CsrfAuthenticationStrategy (spring-security-docs 5.8.12 API)

java.lang.Object
- org.springframework.security.web.csrf.CsrfAuthenticationStrategy

All Implemented Interfaces:

SessionAuthenticationStrategy
```
public final class CsrfAuthenticationStrategy
extends java.lang.Object
implements SessionAuthenticationStrategy
```
CsrfAuthenticationStrategy is in charge of removing the CsrfToken upon authenticating. A new CsrfToken will then be generated by the framework upon the next request.

Since:

3.2

Constructor Summary

Constructors
Constructor Description

CsrfAuthenticationStrategy(CsrfTokenRepository tokenRepository)
Creates a new instance

Method Summary

All Methods Instance Methods Concrete Methods
Modifier and Type	Method	Description
`void`	`onAuthentication(Authentication authentication, javax.servlet.http.HttpServletRequest request, javax.servlet.http.HttpServletResponse response)`	Performs Http session-related functionality when a new authentication occurs.
`void`	`setRequestHandler(CsrfTokenRequestHandler requestHandler)`	Specify a `CsrfTokenRequestHandler` to use for making the `CsrfToken` available as a request attribute.
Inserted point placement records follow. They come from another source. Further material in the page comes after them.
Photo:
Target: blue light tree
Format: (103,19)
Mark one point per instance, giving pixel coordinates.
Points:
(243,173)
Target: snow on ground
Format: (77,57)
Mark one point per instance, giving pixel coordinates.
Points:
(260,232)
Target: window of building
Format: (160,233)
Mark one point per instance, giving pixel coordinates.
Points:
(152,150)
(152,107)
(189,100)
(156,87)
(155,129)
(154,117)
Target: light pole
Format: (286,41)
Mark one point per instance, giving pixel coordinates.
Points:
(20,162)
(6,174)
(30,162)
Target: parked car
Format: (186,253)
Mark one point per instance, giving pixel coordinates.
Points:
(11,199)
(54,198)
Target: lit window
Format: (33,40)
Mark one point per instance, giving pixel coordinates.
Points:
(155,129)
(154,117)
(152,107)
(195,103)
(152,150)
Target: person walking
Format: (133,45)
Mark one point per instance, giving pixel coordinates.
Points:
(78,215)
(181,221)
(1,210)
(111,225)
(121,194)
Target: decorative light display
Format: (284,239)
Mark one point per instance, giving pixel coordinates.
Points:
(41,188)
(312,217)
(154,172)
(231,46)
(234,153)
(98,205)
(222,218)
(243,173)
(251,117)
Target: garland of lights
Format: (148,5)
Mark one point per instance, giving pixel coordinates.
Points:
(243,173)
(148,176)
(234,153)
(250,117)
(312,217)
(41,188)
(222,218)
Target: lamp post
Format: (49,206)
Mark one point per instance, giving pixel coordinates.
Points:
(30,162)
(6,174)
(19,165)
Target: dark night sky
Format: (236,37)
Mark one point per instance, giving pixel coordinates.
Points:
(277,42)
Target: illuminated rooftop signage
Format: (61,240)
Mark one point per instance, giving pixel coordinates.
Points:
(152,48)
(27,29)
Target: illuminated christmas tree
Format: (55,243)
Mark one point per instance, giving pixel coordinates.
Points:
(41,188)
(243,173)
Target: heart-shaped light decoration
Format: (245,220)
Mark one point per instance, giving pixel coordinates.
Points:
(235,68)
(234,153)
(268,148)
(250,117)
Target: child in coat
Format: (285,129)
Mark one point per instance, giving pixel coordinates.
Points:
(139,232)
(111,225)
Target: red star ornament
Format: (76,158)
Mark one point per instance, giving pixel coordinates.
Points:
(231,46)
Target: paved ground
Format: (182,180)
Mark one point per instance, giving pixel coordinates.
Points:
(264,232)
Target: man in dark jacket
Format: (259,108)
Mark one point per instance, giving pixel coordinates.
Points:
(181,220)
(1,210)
Methods inherited from class java.lang.Object
clone, equals, finalize, getClass, hashCode, notify, notifyAll, toString, wait, wait, wait

- Constructor Detail
  - CsrfAuthenticationStrategy
```
public CsrfAuthenticationStrategy(CsrfTokenRepository tokenRepository)
```
    Creates a new instance
    
    Parameters:
    
    tokenRepository - the CsrfTokenRepository to use
- Method Detail
  - setRequestHandler
```
public void setRequestHandler(CsrfTokenRequestHandler requestHandler)
```
    Specify a CsrfTokenRequestHandler to use for making the CsrfToken available as a request attribute.
    
    Parameters:
    
    requestHandler - the CsrfTokenRequestHandler to use
  - onAuthentication
```
public void onAuthentication(Authentication authentication,
                             javax.servlet.http.HttpServletRequest request,
                             javax.servlet.http.HttpServletResponse response)
                      throws SessionAuthenticationException
```
    Description copied from interface: SessionAuthenticationStrategy
    
    Performs Http session-related functionality when a new authentication occurs.
    
    Specified by:
    
    onAuthentication in interface SessionAuthenticationStrategy
    
    Throws:
    
    SessionAuthenticationException - if it is decided that the authentication is not allowed for the session. This will typically be because the user has too many sessions open at once.